Anchoring v2.0 - Improving Anchored Training via Reference Masking Regularization

A close examination of anchored training reveals a critical limitation. When the reference set, $\mathcal{R}$, equals the dataset, $\mathcal{D}$, the number of reference-residual pairs grow combinatorially and becomes impractical to explore fully within a fixed number of training iterations. This results in insufficient sampling of the distribution $P_{(\mathrm{r},\Delta)}$, which can lead to models making predictions based solely on residuals rather than considering references.

To address this, we propose a novel regularization strategy termed Reference Masking Regularization to improve anchored training. This method involves zeroing out the reference while maintaining the residual fixed, allowing the model to process tuples in a way that discourages meaningful predictions when the reference is masked. It is done so by mapping these masked tuples to high-entropy predictions (uniform probabilities). We control this regularization via a user-defined masking probability ( \alpha ) which is chosen based on the convergence properties of anchored training. Our approach significantly enhances generalization accuracy, particularly with larger reference sets, without compromising inference efficiency, as demonstrated by our experimental results. The figure above depicts the conceptual diagram of our approach along with a simple pseudo-code.

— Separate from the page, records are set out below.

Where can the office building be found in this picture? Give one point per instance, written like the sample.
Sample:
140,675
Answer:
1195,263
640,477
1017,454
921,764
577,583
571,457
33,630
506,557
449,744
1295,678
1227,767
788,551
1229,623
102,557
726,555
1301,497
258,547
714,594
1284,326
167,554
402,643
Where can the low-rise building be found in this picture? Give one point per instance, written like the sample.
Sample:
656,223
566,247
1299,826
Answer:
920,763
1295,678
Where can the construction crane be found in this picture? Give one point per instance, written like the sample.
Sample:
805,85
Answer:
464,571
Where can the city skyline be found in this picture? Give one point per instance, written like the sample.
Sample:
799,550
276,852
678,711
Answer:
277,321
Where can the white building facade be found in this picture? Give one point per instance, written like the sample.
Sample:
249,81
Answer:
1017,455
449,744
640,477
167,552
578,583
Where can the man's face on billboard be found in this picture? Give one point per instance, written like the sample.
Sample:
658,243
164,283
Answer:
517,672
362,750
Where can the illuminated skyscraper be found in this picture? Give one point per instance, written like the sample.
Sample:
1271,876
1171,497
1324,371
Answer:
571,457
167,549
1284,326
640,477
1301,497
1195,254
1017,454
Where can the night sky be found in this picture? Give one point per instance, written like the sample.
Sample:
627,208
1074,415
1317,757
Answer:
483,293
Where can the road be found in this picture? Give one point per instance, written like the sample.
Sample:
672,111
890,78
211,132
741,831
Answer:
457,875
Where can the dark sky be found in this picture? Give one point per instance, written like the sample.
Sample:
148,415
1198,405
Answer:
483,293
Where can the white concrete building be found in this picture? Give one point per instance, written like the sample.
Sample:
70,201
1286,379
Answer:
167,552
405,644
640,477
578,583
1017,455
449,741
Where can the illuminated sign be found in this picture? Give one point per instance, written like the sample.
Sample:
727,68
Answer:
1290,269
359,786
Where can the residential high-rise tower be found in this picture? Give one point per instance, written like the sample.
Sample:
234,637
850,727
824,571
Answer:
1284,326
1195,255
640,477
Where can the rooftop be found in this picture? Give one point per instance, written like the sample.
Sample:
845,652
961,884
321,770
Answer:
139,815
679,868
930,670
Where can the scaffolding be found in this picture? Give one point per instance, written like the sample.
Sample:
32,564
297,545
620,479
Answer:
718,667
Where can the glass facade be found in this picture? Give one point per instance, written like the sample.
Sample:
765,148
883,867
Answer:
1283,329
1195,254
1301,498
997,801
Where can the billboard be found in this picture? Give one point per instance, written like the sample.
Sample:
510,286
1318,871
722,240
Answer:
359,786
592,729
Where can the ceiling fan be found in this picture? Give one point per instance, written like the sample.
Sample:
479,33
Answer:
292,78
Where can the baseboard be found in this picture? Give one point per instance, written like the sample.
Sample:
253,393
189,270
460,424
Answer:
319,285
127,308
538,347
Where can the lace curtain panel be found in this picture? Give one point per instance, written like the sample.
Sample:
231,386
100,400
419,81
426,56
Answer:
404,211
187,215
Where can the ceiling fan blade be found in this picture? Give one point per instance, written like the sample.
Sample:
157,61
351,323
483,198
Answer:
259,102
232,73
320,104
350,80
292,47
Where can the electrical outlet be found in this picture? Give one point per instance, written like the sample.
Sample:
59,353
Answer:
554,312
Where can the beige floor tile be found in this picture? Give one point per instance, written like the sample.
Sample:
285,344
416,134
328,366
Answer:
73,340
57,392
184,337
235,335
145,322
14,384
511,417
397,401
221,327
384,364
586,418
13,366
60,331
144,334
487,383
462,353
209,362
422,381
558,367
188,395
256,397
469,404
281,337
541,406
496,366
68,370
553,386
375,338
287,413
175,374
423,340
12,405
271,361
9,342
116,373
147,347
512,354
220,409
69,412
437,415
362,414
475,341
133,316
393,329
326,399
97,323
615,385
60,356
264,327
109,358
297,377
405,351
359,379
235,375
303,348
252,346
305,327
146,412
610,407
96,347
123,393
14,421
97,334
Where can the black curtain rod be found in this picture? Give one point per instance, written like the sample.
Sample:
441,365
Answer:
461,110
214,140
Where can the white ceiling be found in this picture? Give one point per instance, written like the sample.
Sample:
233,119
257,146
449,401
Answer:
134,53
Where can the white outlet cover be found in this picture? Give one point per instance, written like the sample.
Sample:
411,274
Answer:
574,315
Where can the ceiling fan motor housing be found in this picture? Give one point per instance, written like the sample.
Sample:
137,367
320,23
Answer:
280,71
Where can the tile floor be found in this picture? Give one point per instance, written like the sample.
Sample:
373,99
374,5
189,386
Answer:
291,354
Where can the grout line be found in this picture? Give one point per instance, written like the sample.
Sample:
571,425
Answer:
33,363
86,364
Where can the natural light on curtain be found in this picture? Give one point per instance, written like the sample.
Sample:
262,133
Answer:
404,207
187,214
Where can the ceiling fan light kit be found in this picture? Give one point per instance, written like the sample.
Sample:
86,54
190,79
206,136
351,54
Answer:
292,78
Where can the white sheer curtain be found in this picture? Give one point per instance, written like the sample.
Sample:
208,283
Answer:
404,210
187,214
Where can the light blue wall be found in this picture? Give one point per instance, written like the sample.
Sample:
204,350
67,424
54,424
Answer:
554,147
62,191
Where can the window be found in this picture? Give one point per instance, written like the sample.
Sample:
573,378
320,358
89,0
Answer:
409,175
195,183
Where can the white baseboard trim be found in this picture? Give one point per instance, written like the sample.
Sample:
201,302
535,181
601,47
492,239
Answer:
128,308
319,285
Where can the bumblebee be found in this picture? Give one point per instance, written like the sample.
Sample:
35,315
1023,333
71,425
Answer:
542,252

A Deep Dive Into Our Anchored Models Reveals Interesting Properties!

How well does Anchoring v2.0 work in practice?

We make a number of interesting findings about Anchoring v2.0:

How does the generalization, calibration and anomaly rejection properties look like? Across datasets of varying scale (e.g., CIFAR $\rightarrow$ ImageNet) and architectures (e.g., ResNets $\rightarrow$ SWIN), our protocol achieves consistent improvement in performance in all the three fronts. We make an interesting observation that the magnitude of relative increase from the baseline increases with increase in the parameter complexity of the architecture. Anchoring achieves all this without any additional bells and whistles.
Does anchored training compromise performance? No! It is a general protocol applicable to any architecture and typically leads to improved generalization, particularly under distribution shifts.
Do the benefits remain when we adapt anchored models by training linear probes? Yes! We train linear probes on top of our pre-trained anchored transformers and evaluate them under two scenarios (i) ID Eval: Here, both the training and test datasets originate from the same distribution (e.g., Train and Test on DomainNet Photos) & (ii) OOD Eval: Here, the training and test datasets are distribution shifted (e.g., Train on DomainNet Photos, Test on DomainNet Sketch). In both cases, we observe an average accuracy increase of ~2% indicating the efficacy of our anchored models in being improved feature extractors.
Can anchoring be applied to other modalities? Yes! Anchoring is data and architecture agnostic and can be used to train on graphs, text, audio, time series using a suitable optimization protocol.